Artificial intelligence (AI) has significant potential to positively impact and advance medical imaging, including positron emission tomography (PET) imaging applications. AI has the ability to enhance and optimize all aspects of the PET imaging chain from patient scheduling, patient setup, protocoling, data acquisition, detector signal processing, reconstruction, image processing and interpretation. AI poses industry-specific challenges which will need to be addressed and overcome to maximize the future potentials of AI in PET. This paper provides an overview of these industry-specific challenges for the development, standardization, commercialization, and clinical adoption of AI, and explores the potential enhancements to PET imaging brought on by AI in the near future. In particular, the combination of on-demand image reconstruction, AI, and custom designed data processing workflows may open new possibilities for innovation which would positively impact the industry and ultimately patients.

Improved MR to CT synthesis for PET/MR attenuation correction using Imitation Learning

The ability to synthesise Computed Tomography images - commonly known as pseudo CT, or pCT - from MRI input data is commonly assessed using an intensity-wise similarity, such as an L2-norm between the ground truth CT and the pCT. However, given that the ultimate purpose is often to use the pCT as an attenuation map ($\mu$-map) in Positron Emission Tomography Magnetic Resonance Imaging (PET/MRI), minimising the error between pCT and CT is not necessarily optimal. The main objective should be to predict a pCT that, when used as $\mu$-map, reconstructs a pseudo PET (pPET) which is as close as possible to the gold standard PET. To this end, we propose a novel multi-hypothesis deep learning framework that generates pCTs by minimising a combination of the pixel-wise error between pCT and CT and a proposed metric-loss that itself is represented by a convolutional neural network (CNN) and aims to minimise subsequent PET residuals. The model is trained on a database of 400 paired MR/CT/PET image slices. Quantitative results show that the network generates pCTs that seem less accurate when evaluating the Mean Absolute Error on the pCT (69.68HU) compared to a baseline CNN (66.25HU), but lead to significant improvement in the PET reconstruction - 115a.u. compared to baseline 140a.u.

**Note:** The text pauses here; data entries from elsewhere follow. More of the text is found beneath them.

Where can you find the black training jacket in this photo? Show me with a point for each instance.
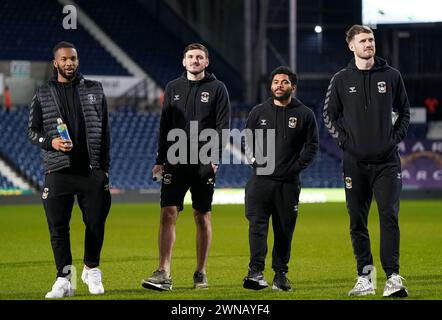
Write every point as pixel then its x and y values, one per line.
pixel 205 101
pixel 42 128
pixel 358 110
pixel 296 140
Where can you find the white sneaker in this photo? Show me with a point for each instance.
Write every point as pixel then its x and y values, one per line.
pixel 394 287
pixel 362 287
pixel 92 278
pixel 61 288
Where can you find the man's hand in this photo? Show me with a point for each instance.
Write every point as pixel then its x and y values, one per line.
pixel 62 145
pixel 157 171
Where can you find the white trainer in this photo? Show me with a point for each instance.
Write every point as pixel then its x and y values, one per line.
pixel 394 287
pixel 92 278
pixel 61 288
pixel 362 287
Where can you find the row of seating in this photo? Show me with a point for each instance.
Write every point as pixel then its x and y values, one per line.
pixel 133 152
pixel 30 29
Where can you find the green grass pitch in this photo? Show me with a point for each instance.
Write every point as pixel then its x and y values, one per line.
pixel 321 267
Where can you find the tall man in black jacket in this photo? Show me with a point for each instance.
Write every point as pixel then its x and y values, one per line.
pixel 77 167
pixel 358 114
pixel 277 193
pixel 196 98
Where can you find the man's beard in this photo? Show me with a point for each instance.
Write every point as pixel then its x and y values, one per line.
pixel 284 97
pixel 64 75
pixel 366 55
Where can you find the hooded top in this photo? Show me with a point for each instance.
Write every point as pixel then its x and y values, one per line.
pixel 358 110
pixel 205 101
pixel 296 137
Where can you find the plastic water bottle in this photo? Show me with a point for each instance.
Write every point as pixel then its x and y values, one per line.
pixel 158 176
pixel 62 130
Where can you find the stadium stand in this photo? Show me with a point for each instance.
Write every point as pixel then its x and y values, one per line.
pixel 133 150
pixel 156 49
pixel 35 35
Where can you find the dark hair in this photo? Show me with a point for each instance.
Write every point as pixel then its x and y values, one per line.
pixel 284 70
pixel 63 44
pixel 355 30
pixel 196 46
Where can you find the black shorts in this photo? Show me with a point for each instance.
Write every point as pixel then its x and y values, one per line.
pixel 177 179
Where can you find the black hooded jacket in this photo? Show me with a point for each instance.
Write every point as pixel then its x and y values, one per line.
pixel 205 101
pixel 358 110
pixel 296 137
pixel 82 106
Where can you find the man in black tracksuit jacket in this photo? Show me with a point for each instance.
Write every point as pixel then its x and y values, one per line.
pixel 358 114
pixel 196 98
pixel 277 194
pixel 77 167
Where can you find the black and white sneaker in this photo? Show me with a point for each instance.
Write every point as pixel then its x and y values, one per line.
pixel 363 287
pixel 394 287
pixel 159 281
pixel 200 280
pixel 281 283
pixel 255 280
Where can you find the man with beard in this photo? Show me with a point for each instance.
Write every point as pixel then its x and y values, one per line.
pixel 197 97
pixel 78 166
pixel 277 194
pixel 358 112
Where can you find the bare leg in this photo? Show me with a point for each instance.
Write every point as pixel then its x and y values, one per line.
pixel 166 236
pixel 203 238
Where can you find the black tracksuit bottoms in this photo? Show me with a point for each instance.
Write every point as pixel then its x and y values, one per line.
pixel 94 199
pixel 264 198
pixel 384 180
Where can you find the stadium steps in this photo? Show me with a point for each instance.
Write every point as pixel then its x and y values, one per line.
pixel 11 179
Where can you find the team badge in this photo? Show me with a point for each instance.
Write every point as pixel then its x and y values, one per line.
pixel 382 87
pixel 293 122
pixel 205 97
pixel 348 183
pixel 92 98
pixel 167 179
pixel 45 194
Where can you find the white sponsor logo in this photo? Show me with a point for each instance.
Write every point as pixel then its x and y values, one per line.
pixel 205 97
pixel 293 122
pixel 167 178
pixel 382 87
pixel 45 194
pixel 348 183
pixel 92 98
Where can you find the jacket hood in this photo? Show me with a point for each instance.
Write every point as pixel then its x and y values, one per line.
pixel 379 64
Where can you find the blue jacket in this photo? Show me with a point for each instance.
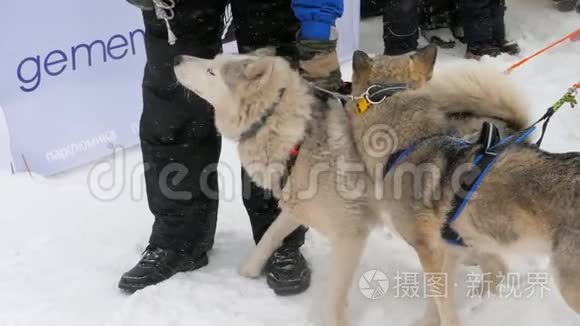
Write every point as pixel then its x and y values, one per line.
pixel 317 17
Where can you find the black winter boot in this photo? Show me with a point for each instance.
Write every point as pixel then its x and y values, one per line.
pixel 476 51
pixel 287 271
pixel 158 265
pixel 511 48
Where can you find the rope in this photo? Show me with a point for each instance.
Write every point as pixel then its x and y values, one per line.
pixel 574 36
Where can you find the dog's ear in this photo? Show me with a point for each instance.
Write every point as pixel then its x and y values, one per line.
pixel 264 52
pixel 361 61
pixel 424 60
pixel 260 69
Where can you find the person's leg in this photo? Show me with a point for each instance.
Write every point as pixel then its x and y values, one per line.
pixel 478 27
pixel 180 146
pixel 400 26
pixel 498 8
pixel 317 41
pixel 260 24
pixel 435 18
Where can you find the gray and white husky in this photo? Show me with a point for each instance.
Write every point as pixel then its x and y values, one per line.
pixel 332 187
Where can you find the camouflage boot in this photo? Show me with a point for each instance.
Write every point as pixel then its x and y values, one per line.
pixel 319 63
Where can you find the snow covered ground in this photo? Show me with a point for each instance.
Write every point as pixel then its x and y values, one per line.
pixel 63 247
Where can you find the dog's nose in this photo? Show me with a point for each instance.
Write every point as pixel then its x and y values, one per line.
pixel 177 60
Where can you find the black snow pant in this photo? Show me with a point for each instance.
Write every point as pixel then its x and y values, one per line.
pixel 483 21
pixel 400 26
pixel 180 144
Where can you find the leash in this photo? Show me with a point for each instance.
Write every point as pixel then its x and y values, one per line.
pixel 374 95
pixel 574 36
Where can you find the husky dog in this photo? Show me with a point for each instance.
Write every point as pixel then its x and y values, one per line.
pixel 528 203
pixel 265 105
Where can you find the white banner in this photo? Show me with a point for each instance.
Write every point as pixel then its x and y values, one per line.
pixel 71 78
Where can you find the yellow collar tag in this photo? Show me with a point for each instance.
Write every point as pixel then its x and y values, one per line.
pixel 362 106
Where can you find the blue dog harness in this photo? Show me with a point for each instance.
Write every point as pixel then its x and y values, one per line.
pixel 492 148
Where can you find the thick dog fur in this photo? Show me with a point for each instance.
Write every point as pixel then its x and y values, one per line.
pixel 333 184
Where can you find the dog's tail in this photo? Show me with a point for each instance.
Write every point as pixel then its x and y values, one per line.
pixel 480 90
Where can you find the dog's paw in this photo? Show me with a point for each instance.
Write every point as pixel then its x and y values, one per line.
pixel 250 270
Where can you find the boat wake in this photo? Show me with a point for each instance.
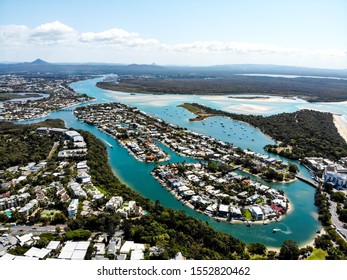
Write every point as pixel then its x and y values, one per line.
pixel 107 143
pixel 286 231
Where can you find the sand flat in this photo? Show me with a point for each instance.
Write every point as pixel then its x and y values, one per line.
pixel 341 125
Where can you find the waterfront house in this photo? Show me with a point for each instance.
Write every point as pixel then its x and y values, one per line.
pixel 257 213
pixel 73 207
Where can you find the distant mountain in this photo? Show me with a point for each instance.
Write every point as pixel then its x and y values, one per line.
pixel 43 67
pixel 39 62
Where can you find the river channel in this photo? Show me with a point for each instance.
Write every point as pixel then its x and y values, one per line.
pixel 299 225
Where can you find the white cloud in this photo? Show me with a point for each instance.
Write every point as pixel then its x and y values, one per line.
pixel 53 32
pixel 119 37
pixel 121 45
pixel 248 48
pixel 13 35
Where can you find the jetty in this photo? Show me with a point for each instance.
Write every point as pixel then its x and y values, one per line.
pixel 308 181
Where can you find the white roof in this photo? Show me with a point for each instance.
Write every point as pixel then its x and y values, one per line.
pixel 126 247
pixel 36 252
pixel 74 250
pixel 257 210
pixel 136 255
pixel 25 238
pixel 138 247
pixel 72 133
pixel 82 245
pixel 53 245
pixel 69 246
pixel 23 258
pixel 7 257
pixel 78 255
pixel 65 255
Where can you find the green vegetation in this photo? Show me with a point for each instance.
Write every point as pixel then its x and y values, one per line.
pixel 331 242
pixel 78 234
pixel 307 133
pixel 20 144
pixel 289 250
pixel 9 96
pixel 313 90
pixel 247 215
pixel 173 231
pixel 318 254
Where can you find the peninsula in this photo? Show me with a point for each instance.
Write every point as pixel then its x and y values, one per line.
pixel 210 186
pixel 200 83
pixel 300 134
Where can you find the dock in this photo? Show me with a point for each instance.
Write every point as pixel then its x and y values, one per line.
pixel 308 181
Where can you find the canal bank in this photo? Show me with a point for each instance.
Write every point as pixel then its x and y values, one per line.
pixel 300 225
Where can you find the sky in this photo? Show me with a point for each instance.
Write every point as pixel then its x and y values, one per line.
pixel 309 33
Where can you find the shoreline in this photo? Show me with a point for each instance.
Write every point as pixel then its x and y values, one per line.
pixel 341 125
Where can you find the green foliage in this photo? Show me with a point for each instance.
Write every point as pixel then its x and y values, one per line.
pixel 58 218
pixel 176 232
pixel 309 133
pixel 339 197
pixel 257 248
pixel 322 203
pixel 343 215
pixel 18 250
pixel 168 229
pixel 78 234
pixel 20 144
pixel 311 89
pixel 289 250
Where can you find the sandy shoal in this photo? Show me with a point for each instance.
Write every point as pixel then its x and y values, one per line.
pixel 341 125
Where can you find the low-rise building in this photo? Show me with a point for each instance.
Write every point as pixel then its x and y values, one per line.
pixel 73 207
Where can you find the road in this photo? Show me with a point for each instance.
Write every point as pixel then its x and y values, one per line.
pixel 335 220
pixel 35 230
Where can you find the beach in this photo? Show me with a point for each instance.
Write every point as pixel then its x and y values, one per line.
pixel 341 125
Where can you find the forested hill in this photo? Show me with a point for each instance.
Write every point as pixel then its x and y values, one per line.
pixel 304 133
pixel 20 144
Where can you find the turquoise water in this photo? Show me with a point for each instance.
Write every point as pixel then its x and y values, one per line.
pixel 299 225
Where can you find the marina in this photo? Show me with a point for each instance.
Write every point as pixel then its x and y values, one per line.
pixel 302 219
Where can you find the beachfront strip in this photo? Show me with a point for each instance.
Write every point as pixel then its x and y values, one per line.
pixel 210 186
pixel 60 96
pixel 222 194
pixel 139 133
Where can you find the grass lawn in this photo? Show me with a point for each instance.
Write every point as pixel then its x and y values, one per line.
pixel 48 213
pixel 317 254
pixel 248 215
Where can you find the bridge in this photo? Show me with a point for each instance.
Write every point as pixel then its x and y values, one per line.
pixel 308 181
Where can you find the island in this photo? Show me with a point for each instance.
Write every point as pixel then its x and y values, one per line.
pixel 225 83
pixel 301 134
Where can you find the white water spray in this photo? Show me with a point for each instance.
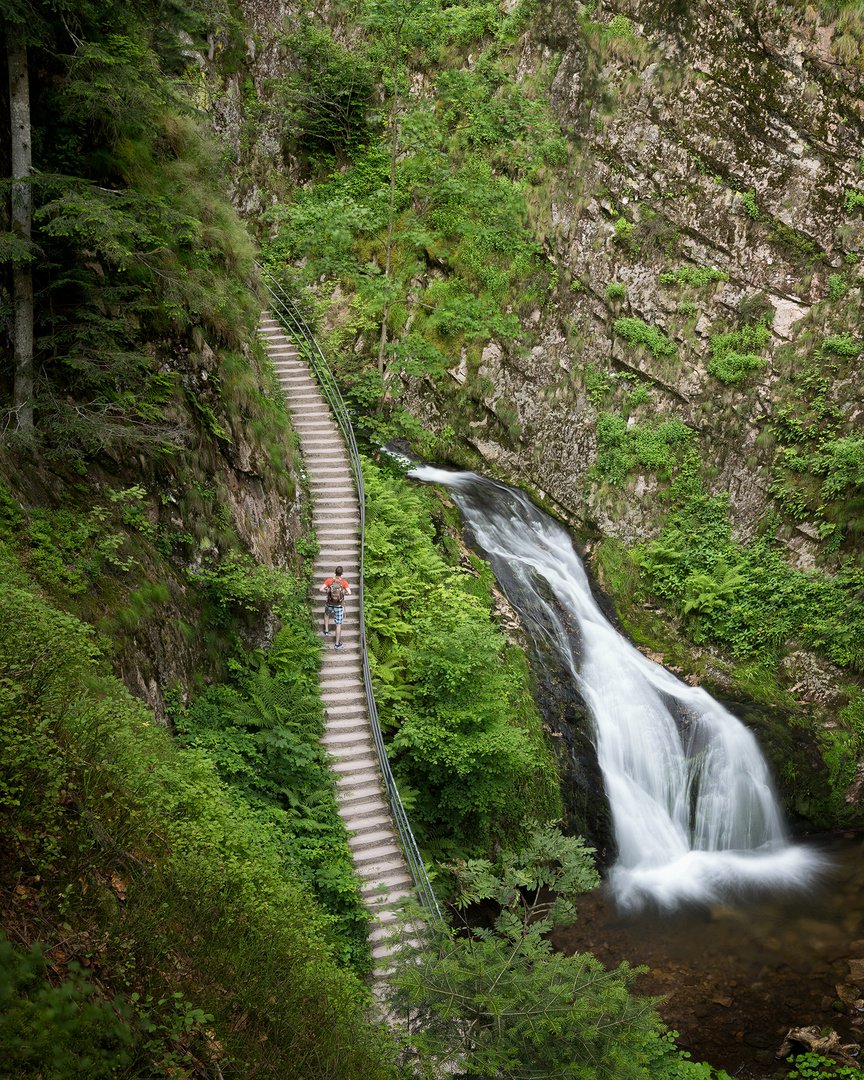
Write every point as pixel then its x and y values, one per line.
pixel 693 808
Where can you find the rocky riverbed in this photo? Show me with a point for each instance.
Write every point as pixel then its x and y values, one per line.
pixel 736 980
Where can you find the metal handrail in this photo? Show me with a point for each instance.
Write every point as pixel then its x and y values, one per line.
pixel 285 310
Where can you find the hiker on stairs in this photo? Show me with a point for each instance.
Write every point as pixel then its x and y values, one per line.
pixel 336 588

Deep Boosted Regression for MR to CT Synthesis

Attenuation correction is an essential requirement of positron emission tomography (PET) image reconstruction to allow for accurate quantification. However, attenuation correction is particularly challenging for PET-MRI as neither PET nor magnetic resonance imaging (MRI) can directly image tissue attenuation properties. MRI-based computed tomography (CT) synthesis has been proposed as an alternative to physics based and segmentation-based approaches that assign a population-based tissue density value in order to generate an attenuation map. We propose a novel deep fully convolutional neural network that generates synthetic CTs in a recursive manner by gradually reducing the residuals of the previous network, increasing the overall accuracy and generalisability, while keeping the number of trainable parameters within reasonable limits. The model is trained on a database of 20 pre-acquired MRI/CT pairs and a four-fold random bootstrapped validation with a 80:20 split is performed. Quantitative results show that the proposed framework outperforms a state-of-the-art atlas-based approach decreasing the Mean Absolute Error (MAE) from 131HU to 68HU for the synthetic CTs and reducing the PET reconstruction error from 14.3% to 7.2%.